L’énergie chaotique les suivait en tournée, avec des nuits passées chez des fans, dans des motels bon marché ou dans leur camionnette. Leurs performances étaient déchaînées, incontrôlées, et des manifestations brutes d’exubérance thrash. Cependant, en dehors de la scène, le besoin de drogue les conduisait souvent à vendre leur équipement pour avoir leur dose, ce qui les obligeait à des chasses au trésor dans les magasins d’occasion pour récupérer leur matériel.
La relation du groupe avec Combat Records s’est détériorée lorsqu’ils se sont retrouvés bloqués sans fonds pour l’essence afin d’atteindre leur prochain concert.
“J’ai appelé le vice-président de Combat et il était vraiment désagréable”, se souvient Mustaine. “Je lui ai dit que j’étais à l’hôtel et que j’avais besoin d’argent pour l’essence afin d’atteindre la prochaine ville pour qu’on puisse être payés. Et le gars me dit, ‘Trouvez-vous un travail.’”
L’attitude dédaigneuse du label a été un coup dur, mais la détermination inébranlable de Mustaine a empêché leur chute. Pour lui, chaque obstacle était un défi à surmonter, un témoignage de sa quête implacable de vengeance contre Metallica.

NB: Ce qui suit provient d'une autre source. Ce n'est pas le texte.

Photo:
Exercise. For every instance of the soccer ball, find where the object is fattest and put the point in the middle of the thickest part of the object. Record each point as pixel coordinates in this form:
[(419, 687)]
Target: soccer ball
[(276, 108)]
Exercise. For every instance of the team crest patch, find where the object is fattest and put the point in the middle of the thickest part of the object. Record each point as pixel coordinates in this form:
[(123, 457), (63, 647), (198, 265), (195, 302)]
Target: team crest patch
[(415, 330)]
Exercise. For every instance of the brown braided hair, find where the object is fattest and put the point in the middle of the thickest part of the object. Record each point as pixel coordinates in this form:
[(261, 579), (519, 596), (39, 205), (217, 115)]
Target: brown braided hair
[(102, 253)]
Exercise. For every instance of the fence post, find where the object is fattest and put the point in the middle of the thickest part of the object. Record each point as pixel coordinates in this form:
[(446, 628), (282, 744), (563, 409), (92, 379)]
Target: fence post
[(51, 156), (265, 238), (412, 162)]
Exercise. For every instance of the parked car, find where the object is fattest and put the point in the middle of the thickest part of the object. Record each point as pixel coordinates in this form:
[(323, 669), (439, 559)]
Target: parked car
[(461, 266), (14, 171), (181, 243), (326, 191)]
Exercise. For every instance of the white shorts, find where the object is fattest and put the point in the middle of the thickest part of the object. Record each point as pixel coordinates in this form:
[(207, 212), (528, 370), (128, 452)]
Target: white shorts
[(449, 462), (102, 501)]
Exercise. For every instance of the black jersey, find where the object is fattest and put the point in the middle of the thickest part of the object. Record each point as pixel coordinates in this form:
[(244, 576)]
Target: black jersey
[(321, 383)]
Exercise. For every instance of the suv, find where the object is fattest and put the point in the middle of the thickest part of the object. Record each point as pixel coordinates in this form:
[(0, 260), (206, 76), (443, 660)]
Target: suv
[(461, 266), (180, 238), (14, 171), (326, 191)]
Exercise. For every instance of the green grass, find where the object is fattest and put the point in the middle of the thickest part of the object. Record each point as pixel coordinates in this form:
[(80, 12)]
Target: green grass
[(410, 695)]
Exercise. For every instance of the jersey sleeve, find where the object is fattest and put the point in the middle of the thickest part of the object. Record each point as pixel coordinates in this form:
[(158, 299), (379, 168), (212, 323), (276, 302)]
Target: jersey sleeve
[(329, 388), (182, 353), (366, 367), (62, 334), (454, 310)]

Killing Is My Business… And Business Is Good! a secoué la scène thrash lors de sa sortie en juin 1985. Le sujet de Metallica était abordé dans pratiquement chaque interview, entraînant généralement des critiques furieuses de la part d’un Dave perpétuellement méprisant.
L’héritage de l’album reste intact après près de quatre décennies ; un témoignage amer du pouvoir motivant de la rancune et de la vengeance, et le symbole d’un homme qui refusait d’être vaincu.